A food truck is a large motorized vehicle (such as a van or multi-stop truck) or trailer equipped to store, transport, cook, prepare, serve and/or sell food.

Some food trucks, such as ice cream trucks, sell frozen or prepackaged food, but many have on-board kitchens and prepare food from scratch, or they reheat food that was previously prepared in a brick and mortar commercial kitchen. Sandwiches, hamburgers, hot dogs, chicken, tacos, pizza, french fries and other typical fast food and finger food staples are common food truck fare, though since the pop-up restaurant phenomenon of the 2010s, food trucks specializing in a wide variety of gourmet, specialty, global, regional, and fusion cuisines have seen growing popularity. Food trucks often also sell or fully specialize in beverages such as soft drink, juice, coffee, tea, and water, as well as treats such as ice cream, pastries, and fried dough.
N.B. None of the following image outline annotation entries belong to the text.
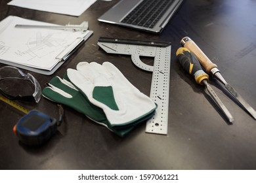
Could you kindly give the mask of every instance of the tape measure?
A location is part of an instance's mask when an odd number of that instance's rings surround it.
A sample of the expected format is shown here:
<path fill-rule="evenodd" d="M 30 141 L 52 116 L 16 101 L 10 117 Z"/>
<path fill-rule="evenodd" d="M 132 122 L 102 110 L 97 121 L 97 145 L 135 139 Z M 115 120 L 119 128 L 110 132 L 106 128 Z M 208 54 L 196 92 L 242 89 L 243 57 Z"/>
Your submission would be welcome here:
<path fill-rule="evenodd" d="M 3 95 L 0 95 L 0 99 L 25 114 L 28 114 L 30 112 L 30 110 L 26 109 L 25 107 L 23 107 L 22 106 L 17 104 L 13 101 L 11 101 Z"/>
<path fill-rule="evenodd" d="M 57 131 L 57 121 L 37 110 L 28 110 L 7 97 L 0 99 L 26 114 L 13 127 L 14 133 L 24 144 L 39 146 L 47 142 Z"/>
<path fill-rule="evenodd" d="M 156 113 L 147 122 L 146 132 L 167 135 L 168 129 L 171 42 L 140 41 L 100 37 L 98 45 L 108 54 L 131 55 L 133 63 L 153 72 L 150 98 L 158 104 Z M 154 58 L 154 66 L 144 63 L 140 56 Z"/>

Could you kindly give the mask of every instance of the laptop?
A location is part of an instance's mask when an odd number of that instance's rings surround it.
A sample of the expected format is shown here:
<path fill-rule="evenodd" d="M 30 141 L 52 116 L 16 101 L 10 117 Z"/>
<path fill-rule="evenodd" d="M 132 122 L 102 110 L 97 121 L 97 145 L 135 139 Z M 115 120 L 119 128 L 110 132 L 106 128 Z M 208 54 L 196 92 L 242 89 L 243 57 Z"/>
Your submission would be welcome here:
<path fill-rule="evenodd" d="M 121 0 L 98 20 L 160 33 L 182 0 Z"/>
Historical predecessors of food trucks were horse-drawn chuckwagons and lunch wagons of the 19th century. By the early-to-mid-20th century, trucks and vans were being used both as mobile canteens in the military and as "roach coaches" that traveled to worksites and primarily catered to blue-collar workers. Into the 21st century, economic and cultural shifts surrounding the foodservice industry led to a considerable rise in popularity among customers and food truck operation as a career. Though food trucks primarily developed in the United States, United Kingdom, and France, they have become increasingly popular and more available in other parts of Europe and the Americas, as well as Asia and Oceania.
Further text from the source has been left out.